In the embodiment of the present application, since the terminal device estimates that the depth information of the image to be processed is closer to the real depth information according to the depth estimation model in S403. Therefore, the shielding boundary between the virtual object and the real object in the target image obtained by fusing the terminal equipment is more accurate.

As shown in fig. 11, which is a flowchart of another image processing method provided in the embodiment of the present application, the image processing method shown in fig. 11 may be applied to a terminal device, and the image processing method shown in fig. 11 includes the following steps:

s110: a dataset is constructed.

Possible implementation manners and examples refer to descriptions in S300-S302, and are not repeated.

S111: and constructing a characteristic extraction model based on a convolutional neural network.

In this embodiment of the present application, the feature extraction model refers to the related description of the feature extraction model in S303, which is not described in detail.

S112: and constructing an interval division network.

In this embodiment of the present application, the interval-dividing network refers to the description related to the interval-dividing network in S303, which is not described in detail.

S113: the entire network model is trained using the data set.

In the embodiment of the present application, the data set is the data set constructed in S110. The whole network model is a depth estimation model comprising a feature extraction model and an interval division network.

S114: and carrying out depth estimation on the input image by using the trained model to obtain a depth map.

In the embodiment of the present application, the trained model is a depth estimation model obtained by training the depth estimation model by using a data set until convergence.

The description of the possible implementation is referred to in S403, and will not be repeated.

In the embodiment of the application, in the training process of the depth estimation model used for carrying out depth estimation on the input image, the loss of the normal vector of the depth image of the predicted depth image and the sample image is referred to, the loss of the predicted depth information and the depth information of the depth image is referred to, and the loss of the set of the intermediate values of the depth of each section after the section division network carries out section division on the depth information of the input image is also considered. Therefore, when the depth estimation model trained by the method provided by the embodiment of the application performs depth prediction of the input image, the depth information of the input image can be divided into a plurality of sections according to the feature map of the input image, and then the depth information of each pixel point comprehensively estimated according to the probability that the pixel point belongs to each section is more similar to the real depth information.

As shown in fig. 12, which is a flowchart of another image processing method provided in the embodiment of the present application, the image processing method shown in fig. 12 may be applied to a terminal device, and the image processing method shown in fig. 12 includes the following steps:

s120: and acquiring an image to be processed.

In one possible implementation manner, the terminal device acquires an image to be processed of an environment where the terminal device is located, the image being acquired by the image acquisition device.

In another possible implementation, the terminal device reads the image to be processed from the gallery.

An exemplary image to be processed is shown in fig. 13.

S121: and inputting the image to be processed into a trained feature extraction model to obtain a feature map.

In the embodiment of the present application, the trained feature extraction model is a feature extraction model in a depth estimation model trained to be converged. The feature map is the output of the feature extraction model.

Based on the example of the image to be processed in S120, the obtained feature map is shown in fig. 14.

S122: and acquiring the interval dividing number and the probability that each pixel in the image to be processed belongs to each interval according to the trained interval dividing network.

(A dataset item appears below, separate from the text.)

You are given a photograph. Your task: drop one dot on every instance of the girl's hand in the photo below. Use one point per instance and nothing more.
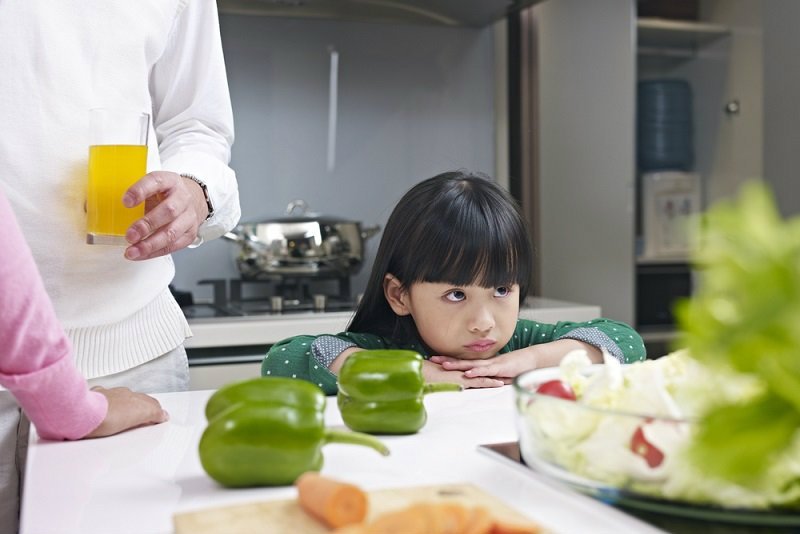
(433, 372)
(502, 367)
(127, 409)
(507, 366)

In the embodiment of the present application, the trained interval-division network is an interval-division network in a depth estimation model trained to be converged.

In a possible implementation manner, the feature map input training interval division network can output the attention feature map and the interval division number, and the probability that each pixel in the image to be processed belongs to each interval is predicted according to the attention feature map and the interval division number.

S123, obtaining depth information of the image to be processed according to the interval division number and the probability that each pixel in the image to be processed belongs to each interval.

For example, if the number of division of the intervals of the image to be processed is 5, the intermediate values of the depth information in the respective intervals of the image to be processed are 0.5,1.5,2.5,3.5 and 4.5. The probability that the pixels of the image to be processed belong to the interval corresponding to the intermediate value 0.5 is 0.8, and the probability that the pixels belong to the intervals corresponding to the rest intermediate values are 0.05. Then, the depth information of the pixel is obtained as: 0.5×0.8+1.5×0.05+2.5×0.05+3.5×0.05+4.5×0.05=1m. The method for obtaining the depth information of the rest pixels of the image to be processed is similar to the method, and is not repeated.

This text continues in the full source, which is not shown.